Most of the children who died lived in the Sistan and Baluchistan province, the poorest area in Iran and home to the Baloch people, a minority group routinely targeted and repressed by the Iranian government.
Meanwhile, several high school students taking part in the protests have been arrested and sent to “psychological centers” according to Yousef Nouri, the country’s education minister. Nouri said the students had been sent to the clinics to prevent them from becoming “antisocial” but would not reveal the number of children who had been referred to the centers.
The British government said it had sanctioned Iran’s morality police, calling the scale of the violence by the regime’s security apparatus “shocking,” in a statement issued on Monday.

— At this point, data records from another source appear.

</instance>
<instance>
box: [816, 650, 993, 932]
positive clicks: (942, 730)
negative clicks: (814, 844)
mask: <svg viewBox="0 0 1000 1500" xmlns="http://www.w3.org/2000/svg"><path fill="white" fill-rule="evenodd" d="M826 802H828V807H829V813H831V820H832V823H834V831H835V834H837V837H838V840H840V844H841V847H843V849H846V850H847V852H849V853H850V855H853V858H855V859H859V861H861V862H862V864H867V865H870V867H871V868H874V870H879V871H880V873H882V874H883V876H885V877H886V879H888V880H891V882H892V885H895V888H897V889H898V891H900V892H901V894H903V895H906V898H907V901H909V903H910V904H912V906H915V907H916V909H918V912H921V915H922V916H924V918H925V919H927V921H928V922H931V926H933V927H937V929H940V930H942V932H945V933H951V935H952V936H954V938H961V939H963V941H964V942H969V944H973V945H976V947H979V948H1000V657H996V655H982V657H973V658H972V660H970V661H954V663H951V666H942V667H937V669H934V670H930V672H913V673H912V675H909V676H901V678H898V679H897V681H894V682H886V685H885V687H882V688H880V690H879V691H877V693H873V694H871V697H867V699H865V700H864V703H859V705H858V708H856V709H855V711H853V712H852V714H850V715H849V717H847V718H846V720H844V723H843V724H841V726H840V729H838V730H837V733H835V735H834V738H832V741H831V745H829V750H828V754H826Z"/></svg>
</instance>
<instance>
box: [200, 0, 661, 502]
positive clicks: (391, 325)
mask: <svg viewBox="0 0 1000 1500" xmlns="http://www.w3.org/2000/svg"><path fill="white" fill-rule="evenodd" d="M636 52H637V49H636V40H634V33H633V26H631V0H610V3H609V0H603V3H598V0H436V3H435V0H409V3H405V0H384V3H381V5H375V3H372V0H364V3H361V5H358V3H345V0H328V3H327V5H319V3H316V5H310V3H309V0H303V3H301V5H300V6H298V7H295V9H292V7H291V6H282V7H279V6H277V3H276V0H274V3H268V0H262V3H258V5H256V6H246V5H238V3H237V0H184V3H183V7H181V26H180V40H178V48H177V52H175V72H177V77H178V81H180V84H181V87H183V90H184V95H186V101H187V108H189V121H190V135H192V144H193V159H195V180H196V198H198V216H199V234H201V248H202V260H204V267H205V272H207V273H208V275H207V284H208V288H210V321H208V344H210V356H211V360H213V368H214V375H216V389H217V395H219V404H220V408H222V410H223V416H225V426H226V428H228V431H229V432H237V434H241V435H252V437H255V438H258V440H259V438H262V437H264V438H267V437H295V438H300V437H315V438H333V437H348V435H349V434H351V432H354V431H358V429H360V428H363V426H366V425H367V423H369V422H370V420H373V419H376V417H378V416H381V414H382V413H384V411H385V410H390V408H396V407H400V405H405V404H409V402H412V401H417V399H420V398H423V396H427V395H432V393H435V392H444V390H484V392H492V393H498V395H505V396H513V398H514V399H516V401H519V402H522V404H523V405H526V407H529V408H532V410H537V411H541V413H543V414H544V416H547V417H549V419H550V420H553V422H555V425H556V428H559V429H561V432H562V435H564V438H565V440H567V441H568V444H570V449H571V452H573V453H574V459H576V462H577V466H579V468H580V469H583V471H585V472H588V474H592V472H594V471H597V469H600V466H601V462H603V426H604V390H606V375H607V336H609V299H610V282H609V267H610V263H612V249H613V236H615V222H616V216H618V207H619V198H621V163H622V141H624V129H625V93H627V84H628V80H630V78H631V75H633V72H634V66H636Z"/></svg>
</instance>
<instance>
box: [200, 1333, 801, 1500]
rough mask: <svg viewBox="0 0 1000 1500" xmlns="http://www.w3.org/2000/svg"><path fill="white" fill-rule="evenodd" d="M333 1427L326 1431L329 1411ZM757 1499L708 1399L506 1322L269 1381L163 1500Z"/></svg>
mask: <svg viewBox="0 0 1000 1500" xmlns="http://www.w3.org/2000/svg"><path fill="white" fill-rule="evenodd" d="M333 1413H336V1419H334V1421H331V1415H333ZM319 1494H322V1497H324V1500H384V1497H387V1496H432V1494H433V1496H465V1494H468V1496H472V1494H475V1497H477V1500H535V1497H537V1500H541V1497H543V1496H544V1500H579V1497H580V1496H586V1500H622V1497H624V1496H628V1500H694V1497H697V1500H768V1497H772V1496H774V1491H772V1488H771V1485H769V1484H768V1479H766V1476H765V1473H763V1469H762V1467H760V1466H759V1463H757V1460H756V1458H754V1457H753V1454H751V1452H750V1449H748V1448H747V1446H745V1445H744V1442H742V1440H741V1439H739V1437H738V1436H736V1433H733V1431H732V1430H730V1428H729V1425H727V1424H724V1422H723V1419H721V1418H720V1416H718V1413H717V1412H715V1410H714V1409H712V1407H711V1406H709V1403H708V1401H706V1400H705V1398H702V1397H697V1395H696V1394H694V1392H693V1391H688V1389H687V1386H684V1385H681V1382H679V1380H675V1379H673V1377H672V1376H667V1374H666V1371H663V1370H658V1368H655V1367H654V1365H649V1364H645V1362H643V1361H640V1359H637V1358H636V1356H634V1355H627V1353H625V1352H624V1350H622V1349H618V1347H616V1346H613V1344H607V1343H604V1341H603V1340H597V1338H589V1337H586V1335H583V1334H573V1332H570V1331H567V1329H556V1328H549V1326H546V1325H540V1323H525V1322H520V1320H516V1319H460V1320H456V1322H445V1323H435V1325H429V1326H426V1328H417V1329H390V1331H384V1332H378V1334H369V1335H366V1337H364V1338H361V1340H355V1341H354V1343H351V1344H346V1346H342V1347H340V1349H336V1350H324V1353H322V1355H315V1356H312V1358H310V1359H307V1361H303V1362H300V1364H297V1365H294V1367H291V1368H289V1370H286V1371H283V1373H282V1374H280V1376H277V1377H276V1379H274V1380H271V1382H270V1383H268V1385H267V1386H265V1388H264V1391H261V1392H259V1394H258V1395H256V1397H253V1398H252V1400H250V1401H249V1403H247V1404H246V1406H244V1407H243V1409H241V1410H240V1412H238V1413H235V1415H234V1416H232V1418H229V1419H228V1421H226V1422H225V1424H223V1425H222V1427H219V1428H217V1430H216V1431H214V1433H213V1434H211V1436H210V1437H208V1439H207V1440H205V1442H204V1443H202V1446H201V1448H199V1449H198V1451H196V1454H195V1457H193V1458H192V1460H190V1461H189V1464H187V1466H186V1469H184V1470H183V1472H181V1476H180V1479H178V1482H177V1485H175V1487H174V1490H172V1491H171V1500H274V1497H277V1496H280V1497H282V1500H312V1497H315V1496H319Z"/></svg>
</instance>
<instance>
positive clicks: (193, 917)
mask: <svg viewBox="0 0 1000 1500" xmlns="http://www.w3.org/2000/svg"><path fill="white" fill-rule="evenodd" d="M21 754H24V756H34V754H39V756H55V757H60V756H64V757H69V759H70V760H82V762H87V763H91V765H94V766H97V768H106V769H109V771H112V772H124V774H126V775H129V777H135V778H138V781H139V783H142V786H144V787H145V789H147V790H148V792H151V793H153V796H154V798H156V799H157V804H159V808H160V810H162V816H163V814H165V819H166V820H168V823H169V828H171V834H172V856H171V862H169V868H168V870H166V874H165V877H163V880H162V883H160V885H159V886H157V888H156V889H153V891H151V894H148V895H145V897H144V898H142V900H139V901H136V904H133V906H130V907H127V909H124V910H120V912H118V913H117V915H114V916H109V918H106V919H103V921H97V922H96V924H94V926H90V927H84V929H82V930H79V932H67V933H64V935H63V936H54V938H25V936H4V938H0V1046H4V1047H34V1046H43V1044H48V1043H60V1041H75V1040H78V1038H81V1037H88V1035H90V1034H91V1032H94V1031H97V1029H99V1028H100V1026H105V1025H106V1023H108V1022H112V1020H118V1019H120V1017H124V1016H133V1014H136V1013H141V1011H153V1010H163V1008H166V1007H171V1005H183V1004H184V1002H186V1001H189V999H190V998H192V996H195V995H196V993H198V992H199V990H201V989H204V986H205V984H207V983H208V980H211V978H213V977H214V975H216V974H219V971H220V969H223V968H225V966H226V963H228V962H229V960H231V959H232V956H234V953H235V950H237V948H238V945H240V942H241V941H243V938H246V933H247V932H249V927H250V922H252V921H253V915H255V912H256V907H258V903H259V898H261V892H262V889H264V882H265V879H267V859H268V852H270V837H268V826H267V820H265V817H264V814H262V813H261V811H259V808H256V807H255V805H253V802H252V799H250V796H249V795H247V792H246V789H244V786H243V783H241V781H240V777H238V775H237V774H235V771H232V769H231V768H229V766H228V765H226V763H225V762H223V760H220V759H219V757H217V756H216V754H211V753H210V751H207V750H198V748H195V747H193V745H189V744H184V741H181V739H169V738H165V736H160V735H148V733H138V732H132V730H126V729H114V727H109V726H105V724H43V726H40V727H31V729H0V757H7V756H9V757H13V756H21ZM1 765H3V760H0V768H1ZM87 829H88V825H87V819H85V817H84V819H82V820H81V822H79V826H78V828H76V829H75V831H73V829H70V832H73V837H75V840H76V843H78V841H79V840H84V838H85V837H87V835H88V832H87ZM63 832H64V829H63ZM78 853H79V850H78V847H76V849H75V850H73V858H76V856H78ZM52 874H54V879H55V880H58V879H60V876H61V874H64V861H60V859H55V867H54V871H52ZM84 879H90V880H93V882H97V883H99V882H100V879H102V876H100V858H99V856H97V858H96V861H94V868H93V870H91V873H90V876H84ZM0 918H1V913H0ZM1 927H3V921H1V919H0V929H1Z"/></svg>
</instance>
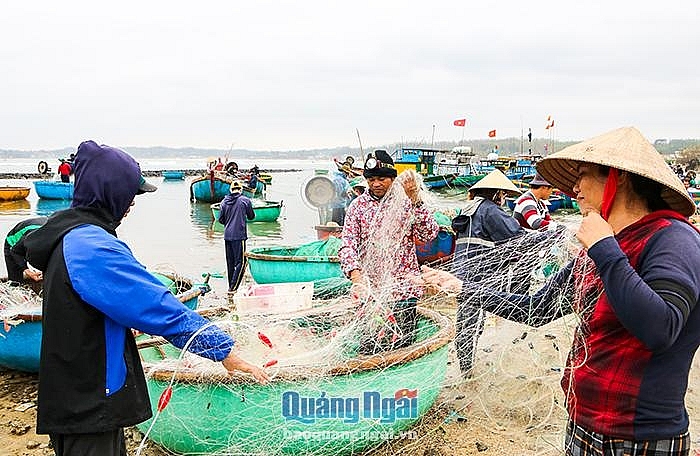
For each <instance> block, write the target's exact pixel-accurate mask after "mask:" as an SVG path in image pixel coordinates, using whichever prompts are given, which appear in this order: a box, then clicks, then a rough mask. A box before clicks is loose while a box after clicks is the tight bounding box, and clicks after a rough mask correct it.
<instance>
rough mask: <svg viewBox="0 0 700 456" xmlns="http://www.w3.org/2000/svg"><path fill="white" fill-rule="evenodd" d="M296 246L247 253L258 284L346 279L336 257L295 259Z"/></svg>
mask: <svg viewBox="0 0 700 456" xmlns="http://www.w3.org/2000/svg"><path fill="white" fill-rule="evenodd" d="M295 251H296V249H295V248H294V247H271V248H268V247H262V248H256V249H252V250H251V251H249V252H246V253H245V256H246V257H247V258H248V268H249V270H250V274H251V275H252V276H253V280H255V282H256V283H280V282H314V281H317V280H321V279H328V278H331V277H344V276H343V272H342V271H341V270H340V260H339V259H338V257H337V256H313V257H312V256H294V252H295Z"/></svg>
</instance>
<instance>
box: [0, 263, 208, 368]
mask: <svg viewBox="0 0 700 456" xmlns="http://www.w3.org/2000/svg"><path fill="white" fill-rule="evenodd" d="M153 275H155V276H156V277H158V278H159V280H161V282H163V284H164V285H166V286H167V287H168V288H169V289H170V291H171V292H172V293H173V294H175V296H176V297H177V299H178V300H179V301H180V302H182V303H183V304H185V305H186V306H187V307H189V308H190V309H196V308H197V305H198V301H199V296H200V295H201V294H202V292H203V288H205V287H200V286H196V285H195V284H193V283H192V281H191V280H189V279H186V278H184V277H180V276H178V275H176V274H170V273H164V272H161V273H154V274H153ZM205 289H206V288H205ZM37 303H39V304H40V300H39V298H37ZM41 334H42V331H41V308H38V306H37V308H35V309H32V310H28V311H27V312H23V313H21V314H19V315H13V316H12V318H10V319H6V320H5V321H4V325H3V327H2V328H0V366H4V367H7V368H9V369H15V370H20V371H24V372H38V371H39V357H40V351H41Z"/></svg>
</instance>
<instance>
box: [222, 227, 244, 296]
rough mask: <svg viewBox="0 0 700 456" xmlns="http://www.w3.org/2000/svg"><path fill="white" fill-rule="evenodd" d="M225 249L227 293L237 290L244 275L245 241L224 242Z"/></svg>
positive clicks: (242, 240) (233, 241) (232, 241)
mask: <svg viewBox="0 0 700 456" xmlns="http://www.w3.org/2000/svg"><path fill="white" fill-rule="evenodd" d="M224 246H225V248H226V270H227V272H228V291H231V292H233V291H236V290H238V286H239V285H240V284H241V281H242V280H243V274H244V273H245V266H246V263H247V261H246V257H245V255H244V254H245V240H242V241H224Z"/></svg>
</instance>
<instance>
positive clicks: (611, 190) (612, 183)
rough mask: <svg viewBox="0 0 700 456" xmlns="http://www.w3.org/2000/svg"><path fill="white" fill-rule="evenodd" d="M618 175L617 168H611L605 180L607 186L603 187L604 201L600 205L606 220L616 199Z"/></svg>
mask: <svg viewBox="0 0 700 456" xmlns="http://www.w3.org/2000/svg"><path fill="white" fill-rule="evenodd" d="M617 177H618V174H617V169H616V168H610V172H608V179H607V180H606V181H605V188H604V189H603V202H602V204H601V207H600V215H601V217H603V219H604V220H605V221H607V220H608V218H609V217H610V210H611V209H612V203H613V201H615V194H616V193H617Z"/></svg>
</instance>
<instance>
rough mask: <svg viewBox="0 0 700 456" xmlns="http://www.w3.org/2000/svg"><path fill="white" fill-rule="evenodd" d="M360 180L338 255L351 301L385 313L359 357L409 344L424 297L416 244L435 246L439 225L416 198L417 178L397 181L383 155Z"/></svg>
mask: <svg viewBox="0 0 700 456" xmlns="http://www.w3.org/2000/svg"><path fill="white" fill-rule="evenodd" d="M363 175H364V177H365V178H366V179H367V184H368V186H369V188H368V191H366V192H365V193H363V194H362V195H360V196H358V197H357V198H356V199H355V200H353V202H352V203H351V204H350V207H349V208H348V211H347V215H346V217H345V225H344V227H343V234H342V241H343V242H342V245H341V247H340V250H339V252H338V255H339V256H340V263H341V267H342V269H343V272H344V273H345V275H346V276H348V277H349V278H350V279H351V280H352V282H353V288H352V290H351V292H352V294H353V296H354V297H355V298H357V299H358V300H359V301H361V302H363V303H364V304H367V303H369V302H374V303H378V305H387V306H388V307H389V309H388V310H387V312H386V313H385V314H384V315H382V316H381V318H380V319H382V318H385V319H386V321H385V322H384V323H386V324H385V325H382V327H381V328H369V331H368V334H371V340H370V341H363V342H362V343H361V346H360V351H361V352H363V353H375V352H377V351H381V350H386V349H393V348H399V347H405V346H408V345H410V344H411V343H412V342H413V335H414V332H415V327H416V301H417V300H418V298H420V297H421V296H422V294H423V289H422V285H421V278H420V269H419V266H418V258H417V256H416V245H415V242H416V241H422V242H429V241H431V240H433V239H434V238H435V237H436V236H437V233H438V225H437V222H436V221H435V219H434V218H433V215H432V214H431V212H430V211H429V210H428V209H427V208H426V207H425V206H424V205H423V201H421V199H420V197H419V194H418V190H419V182H418V180H417V177H418V176H417V175H416V173H415V172H413V171H405V172H404V173H402V174H401V176H400V177H398V178H397V172H396V169H395V168H394V161H393V160H392V159H391V157H390V156H389V154H387V153H386V151H383V150H377V151H375V152H374V156H370V157H369V158H368V159H367V161H366V162H365V169H364V173H363ZM394 181H397V182H398V183H400V184H401V185H398V186H397V185H394ZM364 307H365V306H363V307H362V308H364ZM362 308H361V310H360V311H361V312H362ZM375 330H376V332H375Z"/></svg>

The UK also sanctioned Gholamreza Soleimani, the head of the Islamic Revolutionary Guard Corps’ Basij force alongside Iranian police chiefs Hassan Karami and Hossein Ashtari.
The sanctions were issued in response to the Iranian government’s use of threats and violence against peaceful protesters in the country, including the use of live ammunition against students cornered by security forces at Sharif University in the country’s capital, Tehran.
And oil workers joined the protests this week, accusing the government of widespread repression for failing to address working conditions and pay inside the petrochemical sector.
The workers also warned the government that a failure to release 11 colleagues arrested by the police for striking, would result in larger protests by the sector, in a statement released by the Contractual Oil Workers Protest Organizing Council.
The council called on all workers in the sector to support the strikes and to launch strike actions of their own.
Kayhan Life’s thoughts remain with Iranians demonstrating for their freedom.